The NFL salary cap first debuted in 2013 at $123 million. It took 10 years to cross the $200 million threshold. It took five years to leap up beyond $300 million. With another season of steady growth, the NFL informed teams that they project the 2026 salary cap to sit between $301.2 million and $305.7 million, per Tom Pelissero. That's a $22 million upgrade from last year.
Yeah, the NFL is raking in the money. Owners are certainly rolling in dough. An increase in the salary cap is where players reap the benefits. And they're not the only ones. These are the biggest winners of the latest salary cap increase.
Trey Hendrickson
The Bengals need help on defense, desperately. The last thing they need is to lose an All-Pro like Trey Hendrickson. In five seasons in Cincinnati, the defensive end has tallied 61 sacks and 12 forced fumbles. He may be 31 years old, but two of the top three sack-getters in 2025 — Myles Garrett and Danielle Hunter. Age is but a number and the ability to be a game-wrecking pass rusher doesn't disappear after 30. Neither his age nor the fact that he's coming off an injury should stop Cincy from locking him into a new contract.
Of course, agreeing to a deal is the issue. Hendrickson did a hold in last season while in a contract dispute with the team. They even let him seek a trade. Nothing came of that, though. Eventually, the two sides worked out a restructure, sending Hendrickson to the open market of free agency.
The bump to the salary cap could give the Bengals the room to have their cake and eat it too. With their $54.6 million in cap space, they can afford to re-sign Hendrickson and make other additions to bolster their defense.
Even if the bridge with the Bengals has been burned, Hendrickson still stands to cash in. Because every single other team prowling the free agent market has more space to spend as well.
Super Bowl contenders with QBs on rookie contracts

The New England Patriots, Denver Broncos and Chicago Bears are in a great position looking ahead. Not only were they playoff teams, but they each have a quarterback on a rookie contract, giving them that much more room to spend on other important positions.
The Broncos and Bears are in the negatives when it comes to cap space, so they don't exactly have a ton of spending power. However, a significantly higher cap gives them much more wiggle room. Restructures and cuts will still be needed, but not nearly to the extent they would have with a static cap. Bo Nix and Caleb Williams won't be taking up a significant chunk of their team's money until free agency in 2029. That fact that Denver no longer has to pay Russell Wilson is a huge plus, one that's only slightly dented by apparent friction inside the building.

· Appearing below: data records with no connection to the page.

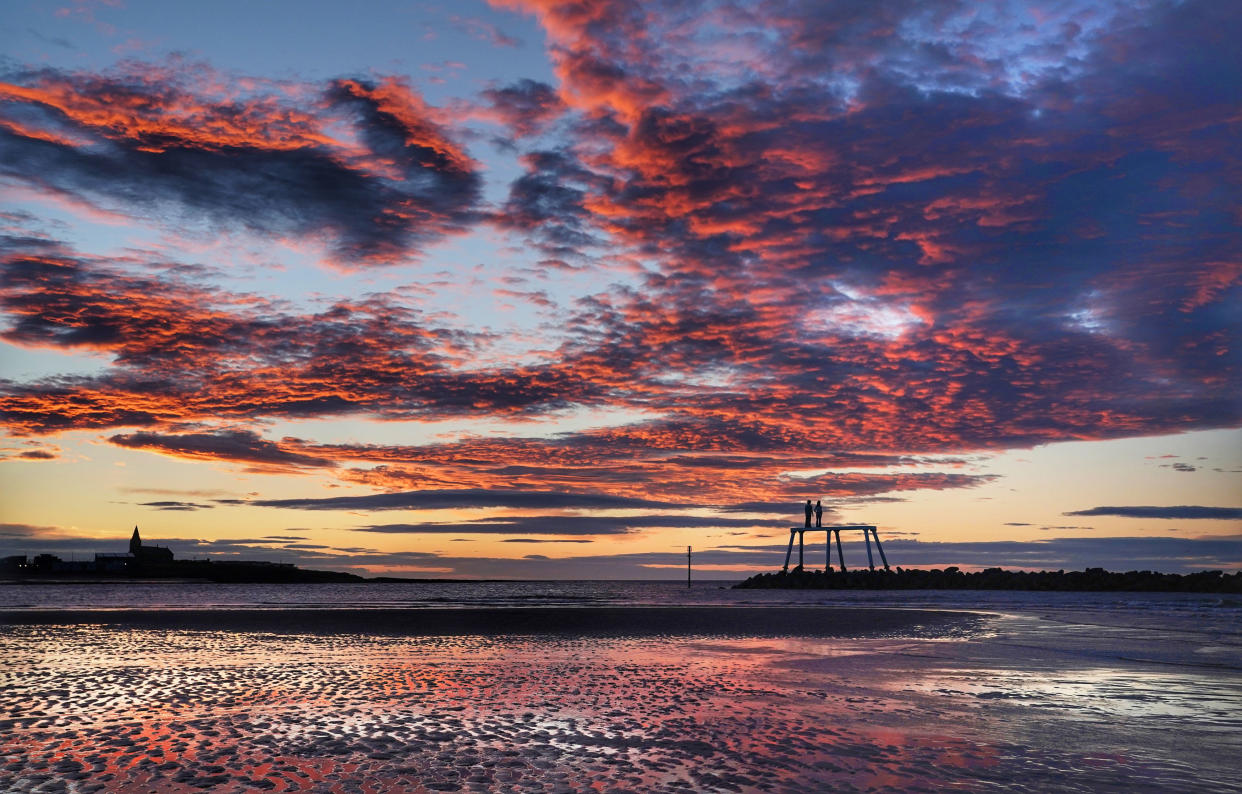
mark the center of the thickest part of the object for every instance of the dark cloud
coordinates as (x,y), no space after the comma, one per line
(176,506)
(566,524)
(466,497)
(231,445)
(525,106)
(153,138)
(1183,511)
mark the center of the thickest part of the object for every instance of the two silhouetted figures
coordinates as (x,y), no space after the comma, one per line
(817,511)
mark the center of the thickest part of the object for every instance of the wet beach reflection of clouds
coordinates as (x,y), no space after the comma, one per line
(179,711)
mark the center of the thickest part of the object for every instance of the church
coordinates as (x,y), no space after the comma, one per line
(148,554)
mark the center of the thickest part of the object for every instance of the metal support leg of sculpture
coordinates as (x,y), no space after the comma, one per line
(881,548)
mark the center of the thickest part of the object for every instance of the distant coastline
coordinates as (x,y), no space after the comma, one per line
(1092,579)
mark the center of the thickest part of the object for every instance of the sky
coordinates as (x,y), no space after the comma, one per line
(555,290)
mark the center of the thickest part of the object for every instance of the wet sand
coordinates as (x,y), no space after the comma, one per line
(903,701)
(548,620)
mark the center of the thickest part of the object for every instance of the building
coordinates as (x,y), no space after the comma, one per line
(148,554)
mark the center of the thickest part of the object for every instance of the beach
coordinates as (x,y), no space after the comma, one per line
(768,697)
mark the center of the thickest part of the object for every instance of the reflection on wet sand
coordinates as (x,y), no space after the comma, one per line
(91,708)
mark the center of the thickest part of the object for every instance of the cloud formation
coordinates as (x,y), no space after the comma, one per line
(1181,511)
(815,250)
(363,164)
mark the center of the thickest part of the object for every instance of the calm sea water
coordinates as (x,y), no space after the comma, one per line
(1180,628)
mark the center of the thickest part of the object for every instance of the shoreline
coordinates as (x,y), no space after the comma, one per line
(759,621)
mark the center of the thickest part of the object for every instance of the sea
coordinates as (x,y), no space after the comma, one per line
(1033,692)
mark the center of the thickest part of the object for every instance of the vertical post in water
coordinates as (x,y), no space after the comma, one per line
(876,534)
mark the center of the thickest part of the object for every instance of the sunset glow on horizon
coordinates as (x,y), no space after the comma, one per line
(540,290)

The Patriots, meanwhile, are sitting pretty with $33 million to work with. They're already a team capable of making the Super Bowl and they'll be able to strengthen this offseason. Their championship window is wide open and should remain that way with two more years on Drake Maye's rookie deal plus a club option for 2028.
The Commanders with Jayden Daniels and the Falcons with Michael Penix Jr. could also enter this picture, but those teams need to prove they're on track for the playoffs before we consider them winners.
NFL Agents
It pays to be an NFL agent when the salary cap goes up and up. More money on the table for players equals more money on the table for agents working out deals in free agency. Agents can make up to three percent in commission. When players like Hendrickson or Daniel Jones or Georgie Pickens sign their big deals, millions could be coming the way of their agencies.
PFF's latest projection for Hendrickson is a short-term deal worth $21 million. That's more than $600,000 heading an agent's way. If Pickens nails down a $28 million contract as predicted, his agent is looking at $840,000. And those are both one-year deals. Ravens center Tyler Linderbaum could be worth $80 million over four years. Three percent of $80 million is $2.4 million. Not bad for an offseason's work.